Families of means attain a social standing above that of their less fortunate townsmen, but there is no sharp stratification of the community into noble and serf, such as was coming into vogue along many parts of the coast at the time of the Spanish conquest, neither has slavery ever gained a foothold with this people. The wealthy often loan rice to the poor, and exact usury of about fifty per cent. Payment is made in service during the period of planting and harvesting, so that the labor problem is, to a large extent, solved for the land-holders. However, they customarily join the workers in the fields and take their share in all kinds of labor.
The concubines, known as pota (cf. p. 283), are deprived of certain rights, and they are held somewhat in contempt by the other women, but they are in no sense slaves. They may possess property, and their children may become leaders in Tinguian society.
The only group which is sharply separated from the mass is composed of the mediums, and they are distinctive only during the ceremonial periods. At other times they are treated in all respects as other members of the community.

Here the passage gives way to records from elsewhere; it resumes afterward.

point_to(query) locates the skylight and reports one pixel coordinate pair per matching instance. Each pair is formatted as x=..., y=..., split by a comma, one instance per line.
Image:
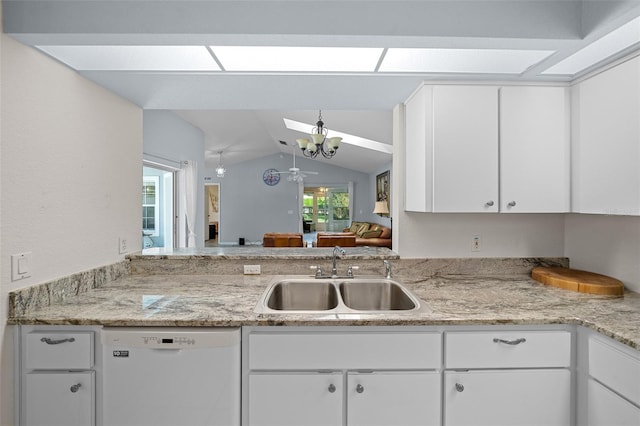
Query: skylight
x=491, y=61
x=134, y=58
x=346, y=138
x=601, y=49
x=299, y=59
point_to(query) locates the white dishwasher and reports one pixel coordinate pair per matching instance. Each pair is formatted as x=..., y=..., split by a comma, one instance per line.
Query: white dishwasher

On three occasions the writer has found men dressing like women, doing women’s work, and spending their time with members of that sex. Information concerning these individuals has always come by accident, the people seeming to be exceedingly reticent to talk about them. In Plate XXXVI is shown a man in woman’s dress, who has become an expert potter. The explanation given for the disavowal of his sex is that he donned women’s clothes during the Spanish regime to escape road work, and has since then retained their garb. Equally unsatisfactory and unlikely reasons were advanced for the other cases mentioned.
It should be noted that similar individuals have been described from Zambales, Panay, from the Subanun of Mindanao, and from Borneo. [169] It has been suggested, with considerable probability, that at least a part of these are hermaphrodites, but in Borneo, where they act as priests, Roth states that they are unsexed before assuming their roles.
Laws.—Law, government, and custom are synonymous. Whatever the ancestors did is right, and hence has religious sanction. The lakay and his advisors will give their decisions according to the decrees of the past, if that is possible, but when precedent is lacking, they will deliberate and decide on a course. The following may be taken as typical of the laws or customs which regulate the actions of the people, within a group, toward one another.
Rules governing the family.—A man may have only one wife, but he may keep concubines. If the wife’s relatives suspect that a mistress is causing the husband’s affections to wane, they may hold the Nagkakalonan or “trial of affection” (cf. p. 282), and if their charges are sustained, the husband must pay them a considerable amount, and, in addition, stand all the expenses of the gathering. If it is shown that they are not justified in their suspicions, the expense falls on the accusers.